Monday, May 9, 2016

Q&A: Accomodating Requests for Support Animals





Q:           I live in a condo. We are having some issues with residents that are moving into the building and requesting a companion dog. They always say they can a letter from their doctor.  Please advise, your help is greatly appreciated.

A:      The Federal Fair Housing Amendments Act (FHAA) requires “housing providers,” such as a condominium association, to make “reasonable accommodations” to disabled persons in rules, policies, practices or services when such accommodations may be necessary to afford a person with a disability the equal opportunity to use and enjoy a dwelling.  New Jersey’s Law Against Discrimination similarly requires accommodation of the disabled.  Decisions of federal and state courts in interpreting these laws have held that in certain instances housing providers must accommodate those with a legitimate physical or emotional disability requiring the support or assistance of an animal regardless of any restrictions on pets in the governing documents.  That said, a “letter from their doctor” is not necessarily sufficient to establish that a resident suffers from a legitimate disability requiring the support or assistance of an animal.  
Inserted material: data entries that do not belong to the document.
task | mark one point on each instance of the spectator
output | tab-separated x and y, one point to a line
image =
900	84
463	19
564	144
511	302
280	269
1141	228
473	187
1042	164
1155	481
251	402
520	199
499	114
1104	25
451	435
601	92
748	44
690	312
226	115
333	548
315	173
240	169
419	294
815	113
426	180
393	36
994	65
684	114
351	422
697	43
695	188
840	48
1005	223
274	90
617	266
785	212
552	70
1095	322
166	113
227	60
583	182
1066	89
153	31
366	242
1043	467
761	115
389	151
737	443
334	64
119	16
A governing board may require that residents requesting such an accommodation provide information and documentation sufficient enough to allow the board to reasonably establish that the resident: (1) suffers from a disability as defined by law; and, (2) requires the physical assistance or emotional support of an animal to accommodate their disability.  For example, amongst other things, the association may request a certification from a qualified treating professional certifying under the penalty of perjury that the resident’s disability meets the standards set forth by the FHAA and that no alternative accommodation exists.  

Ultimately, a request for an accommodation of a physical or emotional disability is not something a governing board should take lightly.  The failure to make a reasonable accommodation of a disability is considered discrimination.  Therefore, even if the governing board believes that the resident does not suffer from a disability or the resident making the request is unwilling to provide information or documentation, the advice of legal counsel should be sought before declining a request for an emotional support animal.